Buildings were burned during protests in a town in southern Chile on Friday, as angry demonstrators reacted to the fatal police shooting of a street juggler.
The shooting took place on Friday afternoon in the town of Panguipulli after police officers tried to check the juggler’s identity, ADN Radio Chile reported. The regional government later said on Twitter that the man had died as a result of the shooting.
By Friday night, video footage was circulating on social media that appeared to show burning buildings and barricades in Panguipulli. A local official, Carlos Durán, posted a video on Facebook showing several fires across the city, with thick plumes of smoke rising into the night sky.
News reports indicated that several government buildings were among those set afire. A photographer captured images of firefighters working to fight a blaze at the office of the town’s mayor.
There were also confrontations between protesters and the police in the capital, Santiago, hundreds of miles north of Panguipulli, The Associated Press reported.

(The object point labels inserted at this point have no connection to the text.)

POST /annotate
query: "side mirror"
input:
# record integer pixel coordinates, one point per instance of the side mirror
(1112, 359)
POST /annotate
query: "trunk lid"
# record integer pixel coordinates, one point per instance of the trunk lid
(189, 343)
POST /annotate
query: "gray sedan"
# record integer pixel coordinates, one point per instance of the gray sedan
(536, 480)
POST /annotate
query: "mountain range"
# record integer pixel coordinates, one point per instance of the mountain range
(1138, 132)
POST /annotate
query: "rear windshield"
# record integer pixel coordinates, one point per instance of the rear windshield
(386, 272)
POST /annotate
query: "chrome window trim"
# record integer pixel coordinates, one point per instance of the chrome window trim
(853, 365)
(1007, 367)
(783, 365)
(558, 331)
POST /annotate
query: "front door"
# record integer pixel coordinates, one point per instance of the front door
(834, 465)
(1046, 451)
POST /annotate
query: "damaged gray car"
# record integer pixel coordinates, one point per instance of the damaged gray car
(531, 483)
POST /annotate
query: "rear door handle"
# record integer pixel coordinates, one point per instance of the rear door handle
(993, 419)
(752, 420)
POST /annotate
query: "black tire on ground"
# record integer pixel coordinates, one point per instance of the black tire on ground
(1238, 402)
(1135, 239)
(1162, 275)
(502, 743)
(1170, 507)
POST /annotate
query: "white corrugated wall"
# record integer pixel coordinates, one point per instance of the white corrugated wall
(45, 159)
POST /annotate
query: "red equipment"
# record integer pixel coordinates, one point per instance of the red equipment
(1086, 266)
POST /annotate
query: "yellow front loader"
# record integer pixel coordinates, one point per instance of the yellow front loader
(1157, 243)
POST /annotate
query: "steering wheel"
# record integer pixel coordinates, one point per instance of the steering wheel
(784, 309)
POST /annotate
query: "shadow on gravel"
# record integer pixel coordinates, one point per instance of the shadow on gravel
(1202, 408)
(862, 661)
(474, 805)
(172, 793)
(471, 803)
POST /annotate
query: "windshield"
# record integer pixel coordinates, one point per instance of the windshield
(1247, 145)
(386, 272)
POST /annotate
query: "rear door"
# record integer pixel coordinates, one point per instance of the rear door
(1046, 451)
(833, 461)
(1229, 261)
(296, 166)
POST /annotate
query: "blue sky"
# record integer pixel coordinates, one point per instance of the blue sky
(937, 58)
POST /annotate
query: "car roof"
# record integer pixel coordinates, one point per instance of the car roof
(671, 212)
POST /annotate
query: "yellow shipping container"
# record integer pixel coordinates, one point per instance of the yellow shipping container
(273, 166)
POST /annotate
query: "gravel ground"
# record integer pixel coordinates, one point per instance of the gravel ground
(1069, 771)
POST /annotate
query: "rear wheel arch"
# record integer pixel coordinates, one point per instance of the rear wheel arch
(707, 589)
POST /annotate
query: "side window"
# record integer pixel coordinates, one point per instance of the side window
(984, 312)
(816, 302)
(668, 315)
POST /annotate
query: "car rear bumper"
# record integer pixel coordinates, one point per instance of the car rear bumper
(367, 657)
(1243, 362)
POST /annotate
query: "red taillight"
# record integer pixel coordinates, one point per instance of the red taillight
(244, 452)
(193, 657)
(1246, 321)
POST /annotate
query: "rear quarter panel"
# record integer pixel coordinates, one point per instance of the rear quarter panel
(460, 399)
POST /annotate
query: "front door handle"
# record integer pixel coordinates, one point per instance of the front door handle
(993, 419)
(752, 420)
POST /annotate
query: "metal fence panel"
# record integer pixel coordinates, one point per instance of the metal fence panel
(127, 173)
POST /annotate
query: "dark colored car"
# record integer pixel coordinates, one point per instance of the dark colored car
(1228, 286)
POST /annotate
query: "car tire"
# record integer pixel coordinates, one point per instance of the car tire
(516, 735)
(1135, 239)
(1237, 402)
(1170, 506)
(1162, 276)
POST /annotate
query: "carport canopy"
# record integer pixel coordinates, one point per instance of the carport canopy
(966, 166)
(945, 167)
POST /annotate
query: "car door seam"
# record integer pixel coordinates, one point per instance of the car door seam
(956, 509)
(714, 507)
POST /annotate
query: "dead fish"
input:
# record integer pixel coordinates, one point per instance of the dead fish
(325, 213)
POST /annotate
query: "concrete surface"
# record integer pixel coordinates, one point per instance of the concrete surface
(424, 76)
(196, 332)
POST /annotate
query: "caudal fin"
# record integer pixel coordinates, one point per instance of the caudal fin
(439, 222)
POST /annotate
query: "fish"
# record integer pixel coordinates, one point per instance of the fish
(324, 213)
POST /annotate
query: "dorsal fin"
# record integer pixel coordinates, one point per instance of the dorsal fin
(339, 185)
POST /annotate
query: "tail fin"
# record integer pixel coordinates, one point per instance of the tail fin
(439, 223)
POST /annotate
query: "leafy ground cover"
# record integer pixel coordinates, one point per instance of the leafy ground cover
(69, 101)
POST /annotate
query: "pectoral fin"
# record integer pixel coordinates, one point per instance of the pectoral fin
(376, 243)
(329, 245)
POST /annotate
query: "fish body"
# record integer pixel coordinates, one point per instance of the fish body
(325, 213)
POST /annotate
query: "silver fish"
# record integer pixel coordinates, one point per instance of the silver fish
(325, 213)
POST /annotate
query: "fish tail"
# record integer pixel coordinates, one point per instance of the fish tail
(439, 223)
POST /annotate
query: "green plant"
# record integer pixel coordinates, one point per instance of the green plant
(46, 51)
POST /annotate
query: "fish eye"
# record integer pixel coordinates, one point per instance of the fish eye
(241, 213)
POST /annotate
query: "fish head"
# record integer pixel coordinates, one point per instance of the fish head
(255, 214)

Some Twitter users posted footage of the blazes in Panguipulli with the hashtag, “He didn’t die, they assassinated him.”
Others called for police reform or compared the episode to the death of George Floyd in Minnesota last year, which set of nationwide protests in the United States. Mr. Floyd, a 46-year-old Black man, died after being handcuffed and pinned to the ground under the knee of a white police officer.
“It happened in broad daylight in a moment of complete peace and without any threat to public safety,” the Chilean writer and literary critic Pedro Gandolfo wrote on Twitter. “A shameful act with a tragic result.”
ADN published on its website what it said was a video of the shooting in Panguipulli. The 25-second clip shows a man dressed in black standing at an intersection, holding what appear to be several knives and yelling at two police officers who have approached him with guns drawn.
After one officer fires two shots, the man chases the officer into the intersection. Three more shots are heard, and the man appears to fall to the ground.
ADN quoted a police official, Lt. Col Boris Alegría, as saying on Friday that the juggler had been carrying machetes and that the officer who shot him had acted in self-defense.
Just before midnight, the station reported that the officer who shot the juggler had been detained and that his arrest would be formalized on Saturday.
César Asenjo Jerez, a regional official, said in a short video uploaded to a government Twitter account on Friday evening that a police officer had used a service weapon in Panguipulli and that the authorities were investigating. An official who answered the phone early Saturday at the regional government’s headquarters said that no one was available to comment.